THE STATE OF WASHINGTON, Respondent,
v.
JESTON BLEWITT, Appellant.
No. 11903-6-I.
The Court of Appeals of Washington, Division One.
April 23, 1984.Nancy Talner of Washington Appellate Defender Association, for appellant.
Norm Maleng, Prosecuting Attorney, and Katharine B. Wilcox, Deputy, for respondent.
WILLIAMS, J.
Following a trial to the court, sitting with a jury, Jeston Blewitt was found guilty of robbery in the first degree. He appeals; we affirm.
Blewitt and Ernest Schaef were convicted of robbing a Budget Rent-a-Car office. Two Budget employees, Russell Miller and James Holman, admitted their involvement in the crime and testified for the prosecution. Their testimony established that Blewitt, Schaef, Miller, and Holman staged *398 a robbery of Budget during Holman's shift. The four men agreed to use a gun and tie Holman up for authenticity's sake.
On the night of the incident, two employees were on duty: Holman (the office clerk) and George Zeno (a shuttle bus driver). Zeno was dispatched on a false call when Schaef and Miller arrived to carry out their plan. Holman was tied up in a bathroom. When Zeno returned, the crime then being in progress, he was bound and placed in a different bathroom. Blewitt, Miller, and Schaef emptied the cash register, loaded Budget's safe into a van taken from the customer parking lot, and escaped.

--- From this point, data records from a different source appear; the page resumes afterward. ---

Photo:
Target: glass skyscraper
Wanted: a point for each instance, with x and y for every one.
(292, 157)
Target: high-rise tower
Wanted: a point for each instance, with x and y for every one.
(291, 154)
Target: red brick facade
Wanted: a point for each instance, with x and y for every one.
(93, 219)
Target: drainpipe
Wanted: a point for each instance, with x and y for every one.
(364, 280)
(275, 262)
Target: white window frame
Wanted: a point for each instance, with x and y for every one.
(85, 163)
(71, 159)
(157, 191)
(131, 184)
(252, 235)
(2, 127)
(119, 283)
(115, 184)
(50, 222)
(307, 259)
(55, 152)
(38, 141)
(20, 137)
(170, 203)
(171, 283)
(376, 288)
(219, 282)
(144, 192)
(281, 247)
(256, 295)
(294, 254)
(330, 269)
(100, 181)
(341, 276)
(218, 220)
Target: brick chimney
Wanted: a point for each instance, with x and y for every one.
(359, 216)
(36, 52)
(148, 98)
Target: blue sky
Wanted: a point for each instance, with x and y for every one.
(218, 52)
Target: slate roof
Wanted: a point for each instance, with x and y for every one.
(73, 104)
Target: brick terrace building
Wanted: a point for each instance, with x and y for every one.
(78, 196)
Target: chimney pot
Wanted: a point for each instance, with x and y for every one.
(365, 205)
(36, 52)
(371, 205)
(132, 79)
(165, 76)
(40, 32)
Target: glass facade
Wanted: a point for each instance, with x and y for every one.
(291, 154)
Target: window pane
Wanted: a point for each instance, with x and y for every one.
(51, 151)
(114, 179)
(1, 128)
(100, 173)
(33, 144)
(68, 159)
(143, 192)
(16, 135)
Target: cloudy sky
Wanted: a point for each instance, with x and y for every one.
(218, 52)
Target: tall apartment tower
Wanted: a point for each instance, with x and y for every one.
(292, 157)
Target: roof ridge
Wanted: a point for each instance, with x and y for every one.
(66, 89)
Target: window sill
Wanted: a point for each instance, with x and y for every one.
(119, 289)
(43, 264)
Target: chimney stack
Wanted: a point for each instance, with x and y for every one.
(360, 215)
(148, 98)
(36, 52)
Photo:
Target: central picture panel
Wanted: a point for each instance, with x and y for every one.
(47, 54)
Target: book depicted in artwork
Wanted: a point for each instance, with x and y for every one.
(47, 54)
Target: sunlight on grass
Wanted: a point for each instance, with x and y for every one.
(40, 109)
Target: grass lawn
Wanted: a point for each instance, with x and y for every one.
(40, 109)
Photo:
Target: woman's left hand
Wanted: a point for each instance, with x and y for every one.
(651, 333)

Holman was in charge of the money and the office. Zeno's duties included driving the shuttle bus, parking cars, cleaning the restrooms, and occasionally collecting parking fees which he turned over to Holman.
The principal question is whether the trial court erred in giving the following instruction:
A taking from the presence of another can occur in the presence of a person, even though that person was not immediately present, where that person, by force or fear, had been removed from or prevented from approaching the place from which the taking occurred.
Instruction 10A.
[1] Blewitt contends that this instruction unduly emphasized the prosecution's theory of the case and was, thus, an improper comment on the evidence. "An instruction that states the law correctly and concisely and is pertinent to the issues raised in the case does not constitute a comment on the evidence." State v. Johnson, 29 Wn. App. 807, 811, 631 P.2d 413, review denied, 96 Wn.2d 1009 (1981).

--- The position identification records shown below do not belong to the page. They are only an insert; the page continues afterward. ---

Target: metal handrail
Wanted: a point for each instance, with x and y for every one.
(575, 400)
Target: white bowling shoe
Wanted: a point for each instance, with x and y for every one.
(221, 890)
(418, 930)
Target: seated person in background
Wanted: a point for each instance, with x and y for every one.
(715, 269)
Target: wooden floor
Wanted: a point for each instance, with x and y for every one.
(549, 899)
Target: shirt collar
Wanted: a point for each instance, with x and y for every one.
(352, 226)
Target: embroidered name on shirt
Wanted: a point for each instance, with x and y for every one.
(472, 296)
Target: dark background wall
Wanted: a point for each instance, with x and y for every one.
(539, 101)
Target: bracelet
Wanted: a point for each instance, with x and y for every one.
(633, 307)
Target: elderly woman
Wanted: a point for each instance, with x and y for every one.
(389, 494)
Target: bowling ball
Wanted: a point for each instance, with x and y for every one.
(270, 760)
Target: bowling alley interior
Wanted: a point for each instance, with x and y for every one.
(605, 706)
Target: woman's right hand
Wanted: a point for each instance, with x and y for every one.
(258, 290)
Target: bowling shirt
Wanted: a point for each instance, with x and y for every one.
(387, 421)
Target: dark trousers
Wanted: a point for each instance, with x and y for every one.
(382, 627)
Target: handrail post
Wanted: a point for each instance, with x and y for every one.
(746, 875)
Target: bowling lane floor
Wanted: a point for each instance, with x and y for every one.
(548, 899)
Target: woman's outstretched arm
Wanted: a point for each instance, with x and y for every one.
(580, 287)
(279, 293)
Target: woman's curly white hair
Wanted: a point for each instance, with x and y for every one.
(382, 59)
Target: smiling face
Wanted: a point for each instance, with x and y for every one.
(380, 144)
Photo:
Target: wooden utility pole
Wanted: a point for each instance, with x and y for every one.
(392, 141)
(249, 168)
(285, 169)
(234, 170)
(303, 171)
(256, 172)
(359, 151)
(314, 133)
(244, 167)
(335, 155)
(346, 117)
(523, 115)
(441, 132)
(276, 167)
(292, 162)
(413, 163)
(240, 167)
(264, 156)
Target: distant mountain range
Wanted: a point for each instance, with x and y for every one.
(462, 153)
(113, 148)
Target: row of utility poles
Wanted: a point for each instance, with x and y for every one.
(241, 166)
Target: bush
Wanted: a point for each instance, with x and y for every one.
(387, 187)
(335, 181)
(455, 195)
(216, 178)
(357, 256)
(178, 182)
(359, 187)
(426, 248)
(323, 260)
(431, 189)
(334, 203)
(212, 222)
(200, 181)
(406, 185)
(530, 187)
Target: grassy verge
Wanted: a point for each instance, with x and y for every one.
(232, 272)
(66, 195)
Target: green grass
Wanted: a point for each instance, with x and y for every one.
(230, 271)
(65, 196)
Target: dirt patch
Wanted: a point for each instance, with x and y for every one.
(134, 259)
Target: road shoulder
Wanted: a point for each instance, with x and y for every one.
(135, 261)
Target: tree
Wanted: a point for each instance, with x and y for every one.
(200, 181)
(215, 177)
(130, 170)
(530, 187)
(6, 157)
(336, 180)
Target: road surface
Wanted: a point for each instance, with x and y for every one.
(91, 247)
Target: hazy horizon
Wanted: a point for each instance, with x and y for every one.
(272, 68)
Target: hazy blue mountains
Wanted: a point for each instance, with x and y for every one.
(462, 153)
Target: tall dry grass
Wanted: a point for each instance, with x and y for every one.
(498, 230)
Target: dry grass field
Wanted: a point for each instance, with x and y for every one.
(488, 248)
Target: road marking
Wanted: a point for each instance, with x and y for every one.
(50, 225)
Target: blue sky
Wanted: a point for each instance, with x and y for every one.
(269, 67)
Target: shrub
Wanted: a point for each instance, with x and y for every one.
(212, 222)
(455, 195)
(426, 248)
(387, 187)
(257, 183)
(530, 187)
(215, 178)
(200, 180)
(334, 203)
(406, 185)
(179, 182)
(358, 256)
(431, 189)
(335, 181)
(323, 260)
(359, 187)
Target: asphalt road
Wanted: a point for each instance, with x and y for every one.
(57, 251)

Instruction 10A was taken from State v. McDonald, 74 Wn.2d 141, 443 P.2d 651 (1968), wherein the court stated:
the authorities are in accord that it can be a taking from a person or in his presence even though the victim was not immediately present where the victim, by force or fear, had been removed from or prevented from *399 approaching the place from which the asportation of the personalty occurred.

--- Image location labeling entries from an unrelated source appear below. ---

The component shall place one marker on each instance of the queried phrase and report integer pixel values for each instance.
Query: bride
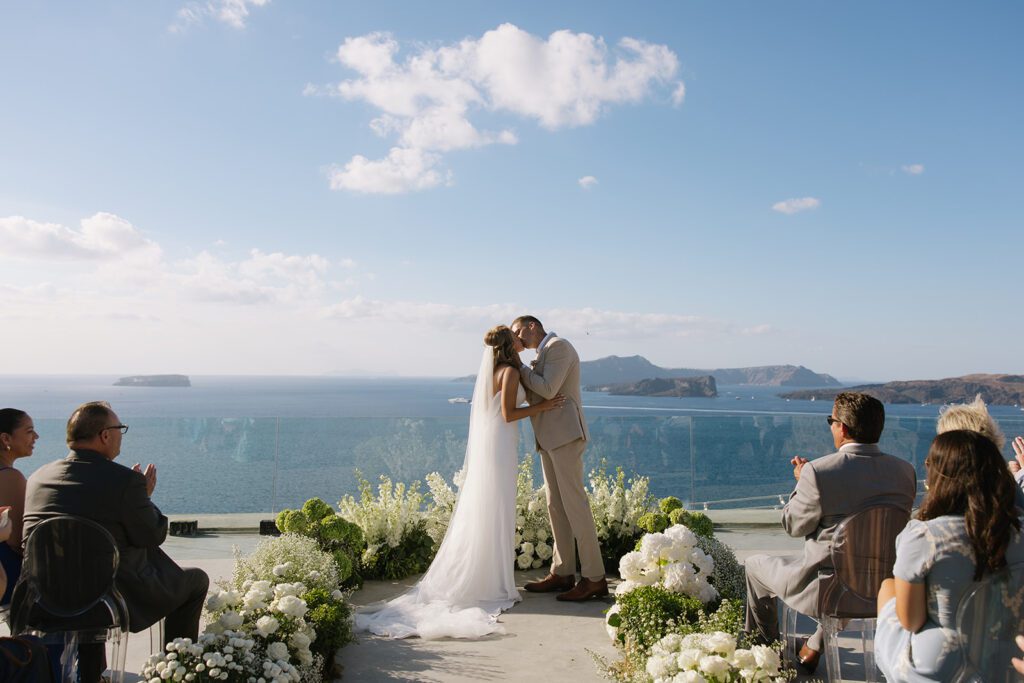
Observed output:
(470, 581)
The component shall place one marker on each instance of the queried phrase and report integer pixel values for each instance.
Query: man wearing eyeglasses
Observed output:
(88, 483)
(828, 489)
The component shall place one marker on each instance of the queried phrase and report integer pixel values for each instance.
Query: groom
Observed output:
(561, 438)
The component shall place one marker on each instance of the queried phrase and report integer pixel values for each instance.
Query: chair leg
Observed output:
(830, 627)
(867, 643)
(69, 658)
(119, 654)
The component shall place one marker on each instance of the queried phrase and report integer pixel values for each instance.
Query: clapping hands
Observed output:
(150, 474)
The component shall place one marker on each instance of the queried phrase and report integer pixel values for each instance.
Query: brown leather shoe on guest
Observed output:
(551, 583)
(807, 658)
(586, 590)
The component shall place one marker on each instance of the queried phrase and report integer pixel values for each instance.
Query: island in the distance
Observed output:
(994, 389)
(681, 387)
(155, 381)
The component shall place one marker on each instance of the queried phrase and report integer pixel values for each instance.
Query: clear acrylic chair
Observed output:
(988, 617)
(863, 552)
(67, 593)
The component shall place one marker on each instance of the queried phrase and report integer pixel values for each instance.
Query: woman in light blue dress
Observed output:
(967, 527)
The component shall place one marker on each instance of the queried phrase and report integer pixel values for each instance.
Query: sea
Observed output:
(230, 443)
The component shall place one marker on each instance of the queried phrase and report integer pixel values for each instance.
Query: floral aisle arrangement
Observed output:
(617, 505)
(713, 657)
(394, 528)
(679, 610)
(282, 617)
(335, 535)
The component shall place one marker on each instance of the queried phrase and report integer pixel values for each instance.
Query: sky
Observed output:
(292, 187)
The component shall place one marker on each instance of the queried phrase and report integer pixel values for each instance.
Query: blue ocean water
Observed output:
(261, 443)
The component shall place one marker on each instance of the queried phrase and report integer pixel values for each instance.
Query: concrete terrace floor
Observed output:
(545, 640)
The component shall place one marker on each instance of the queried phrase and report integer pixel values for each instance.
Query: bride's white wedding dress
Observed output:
(470, 581)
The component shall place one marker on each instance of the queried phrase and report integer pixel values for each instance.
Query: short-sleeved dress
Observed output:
(937, 553)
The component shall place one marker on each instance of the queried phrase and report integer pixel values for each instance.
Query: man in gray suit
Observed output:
(88, 483)
(828, 489)
(561, 438)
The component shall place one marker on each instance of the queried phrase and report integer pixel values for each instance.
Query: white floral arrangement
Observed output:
(672, 560)
(532, 539)
(385, 518)
(617, 503)
(712, 657)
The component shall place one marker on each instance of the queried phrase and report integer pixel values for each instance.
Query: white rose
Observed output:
(715, 666)
(743, 658)
(266, 625)
(230, 620)
(278, 650)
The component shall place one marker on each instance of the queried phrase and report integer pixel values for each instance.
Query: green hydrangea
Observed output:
(669, 504)
(697, 522)
(314, 509)
(653, 522)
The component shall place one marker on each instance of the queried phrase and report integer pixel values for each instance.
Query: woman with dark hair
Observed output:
(967, 527)
(17, 438)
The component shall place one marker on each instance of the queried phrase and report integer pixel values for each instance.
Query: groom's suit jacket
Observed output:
(556, 371)
(830, 488)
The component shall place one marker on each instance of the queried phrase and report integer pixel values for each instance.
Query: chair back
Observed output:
(988, 617)
(69, 567)
(863, 552)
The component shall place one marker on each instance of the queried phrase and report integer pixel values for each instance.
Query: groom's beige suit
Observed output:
(561, 438)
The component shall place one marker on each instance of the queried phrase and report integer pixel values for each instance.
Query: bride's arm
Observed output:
(510, 391)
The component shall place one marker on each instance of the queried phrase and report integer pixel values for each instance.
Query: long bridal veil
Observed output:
(471, 580)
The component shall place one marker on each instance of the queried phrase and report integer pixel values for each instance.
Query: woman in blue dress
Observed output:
(17, 438)
(967, 527)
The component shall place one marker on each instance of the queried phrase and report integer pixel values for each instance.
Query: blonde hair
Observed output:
(501, 338)
(973, 417)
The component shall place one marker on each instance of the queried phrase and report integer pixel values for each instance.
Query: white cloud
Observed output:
(797, 205)
(402, 170)
(428, 99)
(102, 237)
(231, 12)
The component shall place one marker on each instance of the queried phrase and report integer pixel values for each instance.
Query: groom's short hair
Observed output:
(523, 321)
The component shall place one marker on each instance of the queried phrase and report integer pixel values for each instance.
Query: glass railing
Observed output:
(225, 465)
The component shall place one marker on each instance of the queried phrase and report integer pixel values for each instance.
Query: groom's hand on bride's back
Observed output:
(555, 401)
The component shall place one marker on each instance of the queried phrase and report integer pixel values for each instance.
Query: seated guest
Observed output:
(17, 438)
(975, 417)
(828, 489)
(967, 527)
(90, 484)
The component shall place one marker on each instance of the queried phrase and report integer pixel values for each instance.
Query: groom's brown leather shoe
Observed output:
(807, 658)
(586, 590)
(551, 583)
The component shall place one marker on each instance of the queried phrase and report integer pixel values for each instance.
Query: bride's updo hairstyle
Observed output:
(501, 339)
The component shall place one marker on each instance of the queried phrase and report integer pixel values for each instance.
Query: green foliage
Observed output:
(314, 510)
(647, 613)
(653, 522)
(412, 555)
(335, 535)
(697, 522)
(669, 504)
(331, 620)
(729, 577)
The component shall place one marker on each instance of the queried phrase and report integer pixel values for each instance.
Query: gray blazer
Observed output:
(830, 488)
(87, 484)
(556, 371)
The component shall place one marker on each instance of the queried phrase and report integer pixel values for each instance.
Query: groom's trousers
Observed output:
(571, 519)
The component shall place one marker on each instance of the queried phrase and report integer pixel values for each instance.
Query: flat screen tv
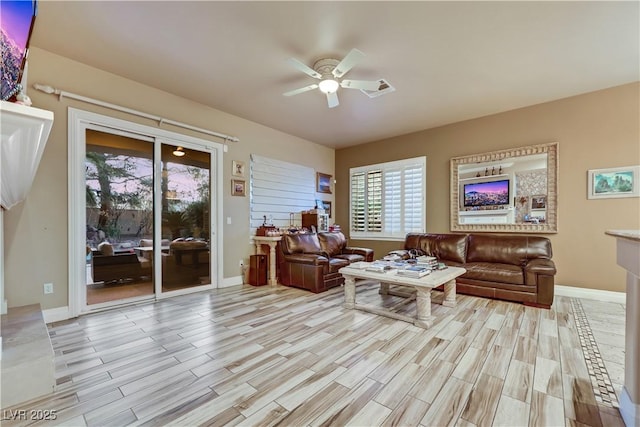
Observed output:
(491, 193)
(16, 24)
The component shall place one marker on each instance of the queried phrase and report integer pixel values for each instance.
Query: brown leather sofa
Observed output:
(312, 261)
(508, 267)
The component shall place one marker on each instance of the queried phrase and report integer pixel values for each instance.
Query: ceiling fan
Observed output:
(329, 71)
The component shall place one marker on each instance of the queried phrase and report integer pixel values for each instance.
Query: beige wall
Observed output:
(594, 131)
(36, 230)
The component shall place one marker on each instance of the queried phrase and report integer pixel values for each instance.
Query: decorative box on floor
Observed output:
(258, 270)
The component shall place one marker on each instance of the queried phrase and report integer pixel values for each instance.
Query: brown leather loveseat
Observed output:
(513, 268)
(312, 261)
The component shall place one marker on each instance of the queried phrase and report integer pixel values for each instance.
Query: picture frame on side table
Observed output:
(614, 182)
(238, 187)
(237, 168)
(323, 183)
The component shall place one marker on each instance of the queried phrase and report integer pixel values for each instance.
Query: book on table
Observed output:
(414, 271)
(383, 266)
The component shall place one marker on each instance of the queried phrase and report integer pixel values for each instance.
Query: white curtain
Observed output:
(24, 135)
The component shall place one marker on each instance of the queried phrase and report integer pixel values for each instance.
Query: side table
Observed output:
(272, 241)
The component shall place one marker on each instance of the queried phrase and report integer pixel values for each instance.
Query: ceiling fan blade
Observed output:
(348, 62)
(301, 90)
(360, 84)
(304, 68)
(332, 99)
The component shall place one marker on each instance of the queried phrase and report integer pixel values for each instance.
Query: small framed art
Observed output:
(614, 182)
(326, 205)
(238, 187)
(237, 168)
(323, 183)
(538, 202)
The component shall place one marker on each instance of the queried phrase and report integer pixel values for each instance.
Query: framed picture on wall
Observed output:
(238, 187)
(538, 202)
(323, 183)
(326, 205)
(237, 168)
(614, 182)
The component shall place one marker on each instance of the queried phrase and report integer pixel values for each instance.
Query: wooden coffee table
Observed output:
(422, 294)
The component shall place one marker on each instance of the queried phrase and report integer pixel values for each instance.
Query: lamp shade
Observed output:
(328, 86)
(25, 131)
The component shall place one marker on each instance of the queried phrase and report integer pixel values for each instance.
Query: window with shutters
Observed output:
(388, 199)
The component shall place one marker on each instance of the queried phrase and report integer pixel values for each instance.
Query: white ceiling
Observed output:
(448, 61)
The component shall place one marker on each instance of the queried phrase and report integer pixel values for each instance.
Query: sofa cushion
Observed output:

McDonald, at 144. Instruction 10A was not repetitive or unnecessary. It was an accurate statement of the law. There was no error.
Blewitt next argues that, for the crime of robbery to be committed, "property must be taken from the person of the owner, or from his immediate presence, or from some person, or from the immediate presence of some person, having control and dominion over it." State v. Hall, 54 Wash. 142, 143-44, 102 P. 888 (1909); see RCW 9A.56.190. Because Zeno was never shown to have control or dominion over the property stolen from Budget, Blewitt contends, the evidence was insufficient to support his conviction.
[2] Whether a person had constructive possession of property, and thus dominion and control over it, is determined by viewing "the totality of the situation." State v. Partin, 88 Wn.2d 899, 906, 567 P.2d 1136 (1977). Zeno was proved to be an employee of the owner of the stolen property. As such, he had the implied responsibility of exercising control over the employer's property as against all others. The evidence presented was sufficient to support the conviction. State v. Green, 94 Wn.2d 216, 616 P.2d 628 (1980).
Affirmed.
CALLOW and RINGOLD, JJ., concur.
Review denied by Supreme Court February 1, 1985.